We’re totally comfortable with trusting hand sanitizer to keep us from getting sick, and also incredibly good at rationing it.
On the topic of hygiene, much of America is probably testing their personal limits for how long they can go without a shower right now. We already know. We know the exact perfume of our own body odor. We can’t even smell it anymore, can we?
Admit it. We backpackers happily stopped showering at a “socially acceptable” level weeks ago.
Backpackers have watched winds bend old growth trees like prairie grass. We’ve lain in our tents with lightning striking all around us. We know the ferocious power Mother Nature can unleash in a heart beat.
Humans have never been at the top of the food chain on this planet; viruses have. And we’re learning just how ferocious their particular power can be right now.
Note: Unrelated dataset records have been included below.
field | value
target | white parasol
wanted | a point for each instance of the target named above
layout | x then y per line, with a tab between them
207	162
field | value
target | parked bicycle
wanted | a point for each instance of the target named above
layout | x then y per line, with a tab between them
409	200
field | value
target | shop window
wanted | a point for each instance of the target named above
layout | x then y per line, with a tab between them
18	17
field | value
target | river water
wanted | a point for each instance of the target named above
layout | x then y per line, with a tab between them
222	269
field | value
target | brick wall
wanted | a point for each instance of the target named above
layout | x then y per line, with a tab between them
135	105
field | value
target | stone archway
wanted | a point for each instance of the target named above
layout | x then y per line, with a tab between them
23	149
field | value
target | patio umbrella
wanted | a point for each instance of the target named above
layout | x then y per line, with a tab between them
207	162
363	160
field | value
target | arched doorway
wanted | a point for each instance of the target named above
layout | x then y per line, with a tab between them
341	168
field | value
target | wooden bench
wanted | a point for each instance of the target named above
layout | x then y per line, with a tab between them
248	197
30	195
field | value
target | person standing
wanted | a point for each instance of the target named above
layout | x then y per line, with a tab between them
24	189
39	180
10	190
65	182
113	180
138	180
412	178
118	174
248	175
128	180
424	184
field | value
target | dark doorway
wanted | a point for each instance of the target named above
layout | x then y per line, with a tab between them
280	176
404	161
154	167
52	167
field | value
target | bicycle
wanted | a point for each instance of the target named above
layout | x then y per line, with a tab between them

One of the most important backpacking skills is learning to accurately and quickly assess conditions. Insane straight-line wind storm moving in overnight? Time to get off the trail. Twenty-thousand-acre forest fire? Find the next stretch of trail that isn’t currently burning. Extreme risk of avalanche? No crossing that mountain pass for now.
Covid-19 is a viral wild fire, a microscopic avalanche. Conditions have changed. This is our wheelhouse, backpackers. We must accept the current conditions out there, radically and quickly.
The world sucks right now in so many ways, but we backpackers know how to put our heads down and keep moving through the misery, don’t we? We know the value of grit and perseverance.
Backpackers encourage each other to “embrace the suck,” from brutal weather to difficult trail conditions and even physical pain.
This pandemic isn’t Type 2 fun, something that is miserable while it’s happening, but ends up being a great story later. I fear we have some Type 3 situations coming soon — terrible when it’s happening, and terrible to talk about later — but I hope that if we all embrace the suck, and keep working together, we could be part of one of the most epic hero stories humanity has ever told.